The preliminary purchase price allocation for the Nilit acquisition is as follows:
 
As of
May 3, 2017
 
(In $ millions)
Cash and cash equivalents
4

Trade receivables - third party and affiliates
21

Inventories
37

Property, plant and equipment, net
36

Intangible assets (Note 7)
104

Goodwill(1) (Note 7)
136

Other assets
11

Total fair value of assets acquired
349

 
 
Trade payables - third party and affiliates
(8
)
Total debt (Note 10)
(12
)
Deferred income taxes
(26
)
Benefit obligations
(15
)
Other liabilities(2)
(45
)
Total fair value of liabilities assumed
(106
)
Net assets acquired
243

______________________________
(1) 
Goodwill consists of expected revenue and operating synergies resulting from the acquisition. None of the goodwill is deductible for income tax purposes.
(2) 
Includes a $29 million acquisition payment to Nilit Group after the date of close, which was paid as of June 30, 2017.
During the six months ended June 30, 2017, transaction related costs of $1 million were expensed as incurred to Selling, general and administrative expenses in the unaudited interim consolidated statements of operations. The amount of pro forma Net earnings (loss) of Nilit included in the Company's unaudited interim consolidated statement of operations was less than 1% (unaudited) of its consolidated Net earnings (loss) had the acquisition occurred as of the beginning of 2017. The amount of Nilit Net earnings (loss) consolidated by the Company since the acquisition date was not material.
SO.F.TER. S.p.A.
In December 2016, the Company acquired 100% of the stock of the Forli, Italy based SO.F.TER. S.p.A. ("SOFTER"), a leading thermoplastic compounder. The acquisition of SOFTER increases the Company's global engineered materials product platforms, extends the operational model, technical and industry solutions capabilities and expands project pipelines. The acquisition was accounted for as a business combination and the acquired operations are included in the Advanced Engineered Materials segment. The Company allocated the purchase price of the acquisition to identifiable assets acquired and liabilities assumed based on their estimated fair values as of the acquisition date. The purchase price allocation was based on preliminary information and is subject to change if additional information about the facts and circumstances that existed at the acquisition date becomes available.
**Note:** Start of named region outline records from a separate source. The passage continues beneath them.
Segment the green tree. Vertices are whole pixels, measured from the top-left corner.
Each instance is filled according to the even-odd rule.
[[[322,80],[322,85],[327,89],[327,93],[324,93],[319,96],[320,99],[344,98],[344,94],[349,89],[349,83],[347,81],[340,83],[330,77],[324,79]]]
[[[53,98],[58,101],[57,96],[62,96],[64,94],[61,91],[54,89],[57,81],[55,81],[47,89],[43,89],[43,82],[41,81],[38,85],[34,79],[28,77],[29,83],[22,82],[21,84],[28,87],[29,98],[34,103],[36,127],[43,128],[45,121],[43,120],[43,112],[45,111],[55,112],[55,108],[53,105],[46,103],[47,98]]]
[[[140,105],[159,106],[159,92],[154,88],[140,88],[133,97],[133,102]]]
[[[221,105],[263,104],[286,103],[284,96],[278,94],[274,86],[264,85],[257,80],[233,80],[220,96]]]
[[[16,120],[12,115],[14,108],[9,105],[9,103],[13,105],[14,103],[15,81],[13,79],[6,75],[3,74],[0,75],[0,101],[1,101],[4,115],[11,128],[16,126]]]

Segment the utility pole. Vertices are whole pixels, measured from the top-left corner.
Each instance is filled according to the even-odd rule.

The final fair value of the net assets acquired may result in adjustments to the assets and liabilities, including goodwill. During the six months ended June 30, 2017, the Company made adjustments to its purchase price allocation which primarily resulted in an increase of $3 million in property, plant and equipment and a reduction to goodwill of the same amount. Any subsequent measurement period adjustments are not expected to have a material impact on the Company's results of operations.